Sir Humphrey: The only way to understand the Press is to remember that they pander to their readers’ prejudices.

Jim Hacker: Don’t tell me about the Press. I know *exactly* who reads the papers. The Daily Mirror is read by the people who think they run the country. The Guardian is read by people who think they *ought* to run the country. The Times is read by the people who actually *do* run the country. The Daily Mail is read by the wives of the people who run the country. The Financial Times is read by people who *own* the country. The Morning Star is read by people who think the country ought to be run by *another* country. The Daily Telegraph is read by the people who think it is.

Sir Humphrey: Prime Minister, what about the people who read The Sun?

Bernard Woolley: Sun readers don’t care *who* runs the country – as long as she’s got big tits.

Yes, Prime Minister: A Conflict of Interest (1987): http://www.imdb.com/title/tt0751828/quotes?item=qt0179457

Ich persönlich fühle mich in meiner Lesepräferenz jedenfalls treffend beschrieben.
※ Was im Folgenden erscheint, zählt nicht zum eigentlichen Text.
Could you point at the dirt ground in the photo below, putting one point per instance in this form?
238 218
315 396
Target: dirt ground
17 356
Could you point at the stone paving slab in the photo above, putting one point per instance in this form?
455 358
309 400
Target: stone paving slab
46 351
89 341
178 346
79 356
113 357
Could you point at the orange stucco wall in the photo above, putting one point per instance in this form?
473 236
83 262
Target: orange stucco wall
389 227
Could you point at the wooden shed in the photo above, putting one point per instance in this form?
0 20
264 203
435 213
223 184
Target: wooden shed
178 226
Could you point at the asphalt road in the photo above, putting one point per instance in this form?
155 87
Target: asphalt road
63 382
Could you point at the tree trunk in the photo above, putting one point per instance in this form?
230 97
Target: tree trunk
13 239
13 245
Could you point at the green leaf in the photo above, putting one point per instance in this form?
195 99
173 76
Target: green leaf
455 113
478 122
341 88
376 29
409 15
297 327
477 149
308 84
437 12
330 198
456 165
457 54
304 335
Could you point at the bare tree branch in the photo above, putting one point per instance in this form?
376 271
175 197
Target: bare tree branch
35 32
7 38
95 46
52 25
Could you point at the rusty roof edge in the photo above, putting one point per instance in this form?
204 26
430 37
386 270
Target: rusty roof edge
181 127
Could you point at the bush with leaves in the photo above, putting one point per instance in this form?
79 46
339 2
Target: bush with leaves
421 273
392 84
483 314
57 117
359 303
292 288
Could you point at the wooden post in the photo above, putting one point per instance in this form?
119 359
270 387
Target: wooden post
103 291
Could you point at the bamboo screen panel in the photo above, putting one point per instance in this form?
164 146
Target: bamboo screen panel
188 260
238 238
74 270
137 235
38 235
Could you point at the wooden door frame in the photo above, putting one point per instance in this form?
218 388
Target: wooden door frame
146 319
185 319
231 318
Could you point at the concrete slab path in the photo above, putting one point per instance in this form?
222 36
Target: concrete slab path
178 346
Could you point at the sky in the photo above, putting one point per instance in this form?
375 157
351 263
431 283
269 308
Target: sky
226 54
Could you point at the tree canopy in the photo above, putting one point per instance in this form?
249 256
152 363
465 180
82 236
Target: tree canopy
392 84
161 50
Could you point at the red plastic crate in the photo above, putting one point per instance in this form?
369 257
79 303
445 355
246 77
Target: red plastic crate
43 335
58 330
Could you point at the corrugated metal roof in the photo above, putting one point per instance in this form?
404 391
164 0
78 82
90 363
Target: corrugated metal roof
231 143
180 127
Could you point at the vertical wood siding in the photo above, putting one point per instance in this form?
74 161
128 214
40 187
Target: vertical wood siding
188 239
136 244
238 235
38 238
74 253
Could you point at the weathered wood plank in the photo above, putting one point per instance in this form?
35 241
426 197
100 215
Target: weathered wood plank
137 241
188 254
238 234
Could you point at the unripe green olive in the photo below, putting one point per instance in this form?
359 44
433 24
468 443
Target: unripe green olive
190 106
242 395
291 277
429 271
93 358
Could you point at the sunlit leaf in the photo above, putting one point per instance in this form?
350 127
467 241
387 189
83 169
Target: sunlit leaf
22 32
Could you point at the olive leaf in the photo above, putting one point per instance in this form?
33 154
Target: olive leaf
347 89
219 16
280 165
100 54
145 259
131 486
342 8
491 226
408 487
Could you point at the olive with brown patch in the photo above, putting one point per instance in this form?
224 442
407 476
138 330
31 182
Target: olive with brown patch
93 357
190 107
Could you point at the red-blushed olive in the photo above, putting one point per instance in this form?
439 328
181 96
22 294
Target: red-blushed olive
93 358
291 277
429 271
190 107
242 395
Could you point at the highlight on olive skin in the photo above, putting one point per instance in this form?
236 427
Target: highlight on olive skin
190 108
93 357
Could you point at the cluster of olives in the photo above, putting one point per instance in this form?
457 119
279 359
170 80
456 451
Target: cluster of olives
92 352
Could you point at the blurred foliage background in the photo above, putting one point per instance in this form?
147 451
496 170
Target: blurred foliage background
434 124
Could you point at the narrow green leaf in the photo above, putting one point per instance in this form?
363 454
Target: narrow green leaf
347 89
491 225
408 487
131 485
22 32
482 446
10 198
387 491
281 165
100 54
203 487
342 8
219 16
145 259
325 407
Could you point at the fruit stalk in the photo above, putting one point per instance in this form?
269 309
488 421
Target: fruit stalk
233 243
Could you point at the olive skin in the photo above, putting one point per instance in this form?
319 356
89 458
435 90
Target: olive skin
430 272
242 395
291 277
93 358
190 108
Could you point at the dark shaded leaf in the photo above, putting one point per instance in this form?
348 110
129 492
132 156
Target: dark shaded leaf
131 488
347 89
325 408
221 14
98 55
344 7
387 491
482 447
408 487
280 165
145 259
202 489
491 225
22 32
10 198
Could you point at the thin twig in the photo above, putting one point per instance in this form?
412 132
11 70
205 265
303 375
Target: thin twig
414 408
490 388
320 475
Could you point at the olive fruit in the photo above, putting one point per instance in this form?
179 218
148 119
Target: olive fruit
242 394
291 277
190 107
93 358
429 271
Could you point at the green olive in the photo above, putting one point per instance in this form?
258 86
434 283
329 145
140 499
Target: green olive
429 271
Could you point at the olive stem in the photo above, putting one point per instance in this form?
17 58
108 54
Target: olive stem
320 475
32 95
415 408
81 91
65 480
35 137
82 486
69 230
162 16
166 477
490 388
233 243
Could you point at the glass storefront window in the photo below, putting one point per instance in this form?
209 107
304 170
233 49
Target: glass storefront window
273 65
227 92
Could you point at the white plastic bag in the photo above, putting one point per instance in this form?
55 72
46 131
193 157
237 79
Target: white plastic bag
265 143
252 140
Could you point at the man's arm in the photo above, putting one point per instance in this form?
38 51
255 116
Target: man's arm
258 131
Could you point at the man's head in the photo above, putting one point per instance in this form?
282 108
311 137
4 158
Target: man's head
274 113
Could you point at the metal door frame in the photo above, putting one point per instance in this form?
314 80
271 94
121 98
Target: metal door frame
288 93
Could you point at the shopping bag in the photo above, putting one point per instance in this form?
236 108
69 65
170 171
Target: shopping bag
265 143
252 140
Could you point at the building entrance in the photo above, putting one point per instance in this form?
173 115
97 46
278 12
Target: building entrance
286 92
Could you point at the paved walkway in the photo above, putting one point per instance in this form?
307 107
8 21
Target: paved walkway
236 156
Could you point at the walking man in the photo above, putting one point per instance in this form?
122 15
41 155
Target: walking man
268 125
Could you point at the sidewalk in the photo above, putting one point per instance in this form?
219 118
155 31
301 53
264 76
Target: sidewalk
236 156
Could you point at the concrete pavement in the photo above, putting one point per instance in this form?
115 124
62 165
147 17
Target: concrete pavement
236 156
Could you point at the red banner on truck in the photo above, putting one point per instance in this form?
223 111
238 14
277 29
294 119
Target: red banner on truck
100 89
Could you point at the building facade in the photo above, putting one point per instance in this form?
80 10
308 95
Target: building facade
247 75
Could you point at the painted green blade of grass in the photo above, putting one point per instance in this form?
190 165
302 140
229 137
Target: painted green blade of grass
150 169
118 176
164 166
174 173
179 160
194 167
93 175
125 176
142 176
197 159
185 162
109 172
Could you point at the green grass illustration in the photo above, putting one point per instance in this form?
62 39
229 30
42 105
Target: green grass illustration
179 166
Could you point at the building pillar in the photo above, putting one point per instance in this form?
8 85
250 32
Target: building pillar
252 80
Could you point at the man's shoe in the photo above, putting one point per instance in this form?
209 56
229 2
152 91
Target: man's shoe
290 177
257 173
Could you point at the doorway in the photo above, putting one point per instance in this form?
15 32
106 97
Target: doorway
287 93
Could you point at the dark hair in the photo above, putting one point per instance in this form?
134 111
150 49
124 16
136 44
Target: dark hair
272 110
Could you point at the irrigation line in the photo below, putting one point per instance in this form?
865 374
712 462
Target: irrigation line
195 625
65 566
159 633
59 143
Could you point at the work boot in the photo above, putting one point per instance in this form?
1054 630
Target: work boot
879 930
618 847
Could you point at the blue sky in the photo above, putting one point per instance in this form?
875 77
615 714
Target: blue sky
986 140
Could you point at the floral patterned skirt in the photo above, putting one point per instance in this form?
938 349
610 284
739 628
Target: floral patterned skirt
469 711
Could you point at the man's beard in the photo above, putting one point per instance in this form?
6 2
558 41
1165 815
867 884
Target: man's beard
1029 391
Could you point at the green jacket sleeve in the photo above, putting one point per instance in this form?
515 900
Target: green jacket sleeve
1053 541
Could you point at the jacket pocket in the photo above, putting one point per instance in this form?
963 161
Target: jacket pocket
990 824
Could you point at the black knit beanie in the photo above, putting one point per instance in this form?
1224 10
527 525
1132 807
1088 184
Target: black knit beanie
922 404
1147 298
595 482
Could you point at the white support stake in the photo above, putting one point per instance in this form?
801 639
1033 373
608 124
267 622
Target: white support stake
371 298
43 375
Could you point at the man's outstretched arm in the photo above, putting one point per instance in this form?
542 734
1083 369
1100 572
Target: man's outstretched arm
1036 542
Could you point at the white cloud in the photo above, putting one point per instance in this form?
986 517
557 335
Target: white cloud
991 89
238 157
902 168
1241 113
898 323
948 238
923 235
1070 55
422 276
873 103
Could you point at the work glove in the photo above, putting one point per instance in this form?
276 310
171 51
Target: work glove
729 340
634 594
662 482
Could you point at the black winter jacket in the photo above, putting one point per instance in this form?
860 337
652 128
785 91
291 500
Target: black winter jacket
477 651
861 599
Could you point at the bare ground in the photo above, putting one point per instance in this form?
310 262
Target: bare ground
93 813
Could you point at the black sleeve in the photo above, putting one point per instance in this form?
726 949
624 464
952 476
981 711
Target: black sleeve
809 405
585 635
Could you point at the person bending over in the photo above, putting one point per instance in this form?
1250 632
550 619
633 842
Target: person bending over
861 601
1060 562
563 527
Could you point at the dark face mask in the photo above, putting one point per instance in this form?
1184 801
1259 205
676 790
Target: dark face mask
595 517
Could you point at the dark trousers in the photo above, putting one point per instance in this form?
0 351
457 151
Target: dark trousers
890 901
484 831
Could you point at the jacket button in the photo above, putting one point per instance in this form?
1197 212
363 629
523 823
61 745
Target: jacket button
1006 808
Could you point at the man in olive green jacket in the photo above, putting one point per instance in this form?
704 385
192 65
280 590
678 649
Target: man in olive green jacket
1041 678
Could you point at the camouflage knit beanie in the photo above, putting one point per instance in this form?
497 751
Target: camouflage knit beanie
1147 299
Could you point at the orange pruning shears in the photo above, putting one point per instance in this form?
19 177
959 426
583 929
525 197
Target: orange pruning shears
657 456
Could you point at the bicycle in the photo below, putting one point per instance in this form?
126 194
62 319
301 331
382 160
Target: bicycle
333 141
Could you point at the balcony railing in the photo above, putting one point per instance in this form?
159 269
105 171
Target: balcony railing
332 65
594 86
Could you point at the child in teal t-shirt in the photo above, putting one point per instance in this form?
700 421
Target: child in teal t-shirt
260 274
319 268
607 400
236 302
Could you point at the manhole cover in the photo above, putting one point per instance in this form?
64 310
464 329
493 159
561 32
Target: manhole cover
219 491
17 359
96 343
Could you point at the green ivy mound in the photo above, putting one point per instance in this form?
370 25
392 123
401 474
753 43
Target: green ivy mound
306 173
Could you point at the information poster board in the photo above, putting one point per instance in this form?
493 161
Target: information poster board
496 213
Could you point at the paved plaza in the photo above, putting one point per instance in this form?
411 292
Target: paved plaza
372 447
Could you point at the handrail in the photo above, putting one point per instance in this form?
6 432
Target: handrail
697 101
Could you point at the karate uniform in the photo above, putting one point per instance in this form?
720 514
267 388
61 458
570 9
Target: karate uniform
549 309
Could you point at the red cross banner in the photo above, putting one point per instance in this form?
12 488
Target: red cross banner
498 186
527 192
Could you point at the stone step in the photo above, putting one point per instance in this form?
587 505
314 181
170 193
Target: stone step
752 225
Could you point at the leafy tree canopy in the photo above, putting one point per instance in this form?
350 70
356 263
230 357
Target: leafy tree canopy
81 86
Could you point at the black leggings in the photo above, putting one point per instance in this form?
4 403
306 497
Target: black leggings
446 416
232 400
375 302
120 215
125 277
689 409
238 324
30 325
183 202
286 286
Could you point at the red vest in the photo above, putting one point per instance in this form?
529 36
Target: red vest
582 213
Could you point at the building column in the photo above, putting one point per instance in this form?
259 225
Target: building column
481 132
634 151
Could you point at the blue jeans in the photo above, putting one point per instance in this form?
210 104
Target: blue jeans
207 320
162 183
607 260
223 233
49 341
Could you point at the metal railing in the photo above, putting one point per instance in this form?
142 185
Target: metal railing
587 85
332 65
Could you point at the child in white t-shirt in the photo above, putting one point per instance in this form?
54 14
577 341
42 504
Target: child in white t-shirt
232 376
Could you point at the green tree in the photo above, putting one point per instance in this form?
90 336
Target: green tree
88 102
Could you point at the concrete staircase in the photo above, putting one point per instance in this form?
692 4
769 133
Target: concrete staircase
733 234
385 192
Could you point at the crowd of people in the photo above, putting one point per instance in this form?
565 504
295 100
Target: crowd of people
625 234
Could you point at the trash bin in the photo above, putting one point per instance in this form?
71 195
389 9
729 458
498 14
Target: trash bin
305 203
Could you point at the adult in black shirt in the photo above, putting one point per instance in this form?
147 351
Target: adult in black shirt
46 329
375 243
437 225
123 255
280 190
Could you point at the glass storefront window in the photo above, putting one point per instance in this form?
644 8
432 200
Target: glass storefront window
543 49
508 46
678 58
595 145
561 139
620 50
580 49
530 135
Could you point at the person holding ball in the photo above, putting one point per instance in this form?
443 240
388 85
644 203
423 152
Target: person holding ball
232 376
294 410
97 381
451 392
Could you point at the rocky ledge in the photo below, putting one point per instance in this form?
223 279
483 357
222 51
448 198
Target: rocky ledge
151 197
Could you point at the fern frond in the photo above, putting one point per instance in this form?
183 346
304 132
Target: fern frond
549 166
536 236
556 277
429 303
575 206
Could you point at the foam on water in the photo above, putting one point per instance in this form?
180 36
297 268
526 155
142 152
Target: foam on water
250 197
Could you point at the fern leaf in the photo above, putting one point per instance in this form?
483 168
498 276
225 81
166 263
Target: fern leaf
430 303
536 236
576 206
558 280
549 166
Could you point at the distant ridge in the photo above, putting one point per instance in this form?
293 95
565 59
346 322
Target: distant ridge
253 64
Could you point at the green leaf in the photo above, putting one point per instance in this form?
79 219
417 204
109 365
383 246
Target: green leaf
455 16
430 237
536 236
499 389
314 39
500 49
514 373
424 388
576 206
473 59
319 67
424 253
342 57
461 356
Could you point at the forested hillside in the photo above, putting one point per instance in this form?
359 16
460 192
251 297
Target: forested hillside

Für die weiterführende Lektüre einschließlich einer umfassenden Liste mit allen britischen Zeitungen empfehle ich diesen Link zu Wikipedia.

Und ganz am Schluss hätte ich noch einen Tipp für diejenigen, die genug von destruktivem Journalismus haben: Die neueste Entwicklung im deutschen Online-Journalismus heißt Perspective Daily. Könnte eine Alternative sein …

Und nächstes Mal schauen wir uns an, in welches deutsche Bundesland man ziehen sollte.

Der Pommes-Buddha sagt: A paper a day keeps the Brits in sway.